Brihanmumbai Municipal Corporation (BMC) appointed the Tata Institute of Social Sciences (TISS), Mumbai, to conduct a comprehensive scientific survey on the impact the coastal road project would have on the artisanal fisherfolk community. The proposal to appoint consultants for the survey was first floated in 2019. Tenders for the same were floated in December. As there were no bidders, the contract was awarded to TISS directly.
BMC, so far, has reclaimed 110 hectares of the sea. Members of the artisanal fishing community have been resisting the project, stating that it would affect their livelihood. It has already put an end to the marine ecology in the shallow waters, they claimed.

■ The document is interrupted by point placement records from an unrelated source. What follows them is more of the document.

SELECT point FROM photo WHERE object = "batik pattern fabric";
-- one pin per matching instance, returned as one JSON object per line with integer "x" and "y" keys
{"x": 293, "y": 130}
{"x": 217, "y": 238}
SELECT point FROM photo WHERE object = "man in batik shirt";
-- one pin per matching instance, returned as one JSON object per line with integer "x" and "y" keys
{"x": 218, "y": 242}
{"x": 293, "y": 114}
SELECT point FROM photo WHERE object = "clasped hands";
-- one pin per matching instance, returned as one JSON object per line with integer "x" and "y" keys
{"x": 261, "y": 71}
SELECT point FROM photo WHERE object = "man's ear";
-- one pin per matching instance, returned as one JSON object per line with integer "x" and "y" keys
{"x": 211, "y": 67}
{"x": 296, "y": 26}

According to senior BMC officials, 800 families and 2,500 members of the fisherfolk community reside on the shoreline in Haji Ali and Worli. They will be directly affected by the project. "The consultants will scrutinise the documents of the fisherfolk. They will also check the quality of the water and examine the catch," said a senior official associated with the project.
The official said, based on the report, the losses will be categorised into four categories - A, B, C and D. "After categorising the losses a compensatory package may be announced for the affected fishermen," the official added.
Debo Goenka, one of the petitioners against the project in the Supreme Court and a member of the Save Our Coasts group, slammed BMC for the delay in appointing consultants. "Before starting the project, they said that the fisherfolk would be compensated. However, so far, they have done nothing. BMC has left no space for the fisherfolk to anchor their boats. Access to shallow waters has also become difficult," said Goenka.
Fisherfolk said that, owing to the construction, there is no catch left in shallow waters. "During Cyclone Tauktae, our boats were damaged. The increase in fuel price has added to our burden," said a member of the community.